Fluoroscopy use may cause acute adverse effects. In a study evaluating
the adverse effects of fluoroscopy use on orthopedic surgeons, headache
and fatigue were the most common complained symptoms [34]. However,
36% of the surgeons did not report any side effect after fluoroscopy
use. More severe injuries such as skin erythema and edema can also be
seen after a higher dose of radiation exposure such as percutaneous
angioplasty, embolization, and stent placement [35]. In our study,
although we did not observe any severe injuries among urologists, the
rate of adverse effects was high (Figure 2). Only 23% of the
participants did not report any adverse effects. In the long term,
chronic exposure may lead to more fatal complications such as cancer
[36]. Another continuing debate on this topic is that whether the
radiation exposure can affect the sex offspring proportion. Although we
observed female offspring dominancy in our study, further studies are
required to confirm this effect of radiation [37]
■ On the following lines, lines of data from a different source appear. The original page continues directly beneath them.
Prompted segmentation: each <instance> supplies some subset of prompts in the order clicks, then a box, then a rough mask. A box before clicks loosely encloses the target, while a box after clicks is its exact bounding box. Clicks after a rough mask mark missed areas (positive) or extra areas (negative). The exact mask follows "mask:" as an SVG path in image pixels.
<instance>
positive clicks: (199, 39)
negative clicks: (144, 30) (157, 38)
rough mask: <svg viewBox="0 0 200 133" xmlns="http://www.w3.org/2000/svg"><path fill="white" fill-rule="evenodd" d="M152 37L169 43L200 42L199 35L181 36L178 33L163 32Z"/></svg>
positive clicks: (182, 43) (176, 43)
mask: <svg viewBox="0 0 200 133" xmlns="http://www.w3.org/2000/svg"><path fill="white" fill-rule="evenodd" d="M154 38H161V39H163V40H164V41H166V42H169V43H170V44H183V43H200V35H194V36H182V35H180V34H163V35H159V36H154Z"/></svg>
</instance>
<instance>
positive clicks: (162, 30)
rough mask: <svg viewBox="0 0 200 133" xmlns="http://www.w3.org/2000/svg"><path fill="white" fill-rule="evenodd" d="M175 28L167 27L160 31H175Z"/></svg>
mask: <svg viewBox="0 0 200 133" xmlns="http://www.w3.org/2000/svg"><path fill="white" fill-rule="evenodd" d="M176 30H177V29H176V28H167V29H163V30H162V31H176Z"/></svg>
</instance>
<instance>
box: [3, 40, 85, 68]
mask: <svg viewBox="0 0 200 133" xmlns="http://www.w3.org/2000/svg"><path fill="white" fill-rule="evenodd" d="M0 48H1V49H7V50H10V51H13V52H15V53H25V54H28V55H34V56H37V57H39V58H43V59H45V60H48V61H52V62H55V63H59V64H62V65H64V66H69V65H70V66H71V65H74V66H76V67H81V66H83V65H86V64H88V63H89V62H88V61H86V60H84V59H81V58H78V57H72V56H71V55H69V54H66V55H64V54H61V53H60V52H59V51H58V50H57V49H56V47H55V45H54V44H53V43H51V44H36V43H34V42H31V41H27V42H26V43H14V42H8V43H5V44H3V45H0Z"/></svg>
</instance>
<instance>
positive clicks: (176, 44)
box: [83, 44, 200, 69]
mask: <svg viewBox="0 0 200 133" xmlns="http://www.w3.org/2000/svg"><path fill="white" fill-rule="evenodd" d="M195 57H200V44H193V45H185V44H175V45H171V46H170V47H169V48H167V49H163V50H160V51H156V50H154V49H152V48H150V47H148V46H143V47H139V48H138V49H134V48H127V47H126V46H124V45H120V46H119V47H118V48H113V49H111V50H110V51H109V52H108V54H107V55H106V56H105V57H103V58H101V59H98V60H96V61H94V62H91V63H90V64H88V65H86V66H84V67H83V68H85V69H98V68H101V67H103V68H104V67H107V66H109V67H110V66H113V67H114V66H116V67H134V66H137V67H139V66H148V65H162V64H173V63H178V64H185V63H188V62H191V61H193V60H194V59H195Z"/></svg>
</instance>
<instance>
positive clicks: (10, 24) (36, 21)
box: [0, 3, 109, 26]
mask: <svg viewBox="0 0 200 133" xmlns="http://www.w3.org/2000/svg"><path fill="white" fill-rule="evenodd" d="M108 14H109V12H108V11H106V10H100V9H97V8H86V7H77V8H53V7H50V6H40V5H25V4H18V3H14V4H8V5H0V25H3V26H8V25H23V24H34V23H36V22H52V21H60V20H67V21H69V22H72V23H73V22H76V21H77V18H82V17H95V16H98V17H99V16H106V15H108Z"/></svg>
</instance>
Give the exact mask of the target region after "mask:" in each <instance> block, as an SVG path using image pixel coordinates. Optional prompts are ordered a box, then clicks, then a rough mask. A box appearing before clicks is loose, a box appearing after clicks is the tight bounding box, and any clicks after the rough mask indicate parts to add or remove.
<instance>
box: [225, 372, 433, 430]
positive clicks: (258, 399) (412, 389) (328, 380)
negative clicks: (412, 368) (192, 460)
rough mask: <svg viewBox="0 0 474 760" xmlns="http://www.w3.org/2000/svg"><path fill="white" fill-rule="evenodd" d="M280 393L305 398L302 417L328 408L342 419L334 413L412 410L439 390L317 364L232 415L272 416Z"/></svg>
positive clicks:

The limitations of our study were as follows. Since an internet-based
survey was conducted, the level of knowledge may not have been
objectively measured in the responses. This situation paradoxically
suggests that the awareness of urologists may have increased while
investigating the answers to the questions. Although the correct answers
of the survey results were shared, it was not observed whether the
clinical habits of urologists changed. Finally, since we thought that
independent variables, such as age, study area, and the number and
variety of endourological interventions, were affected, multiple
regression analysis was not performed.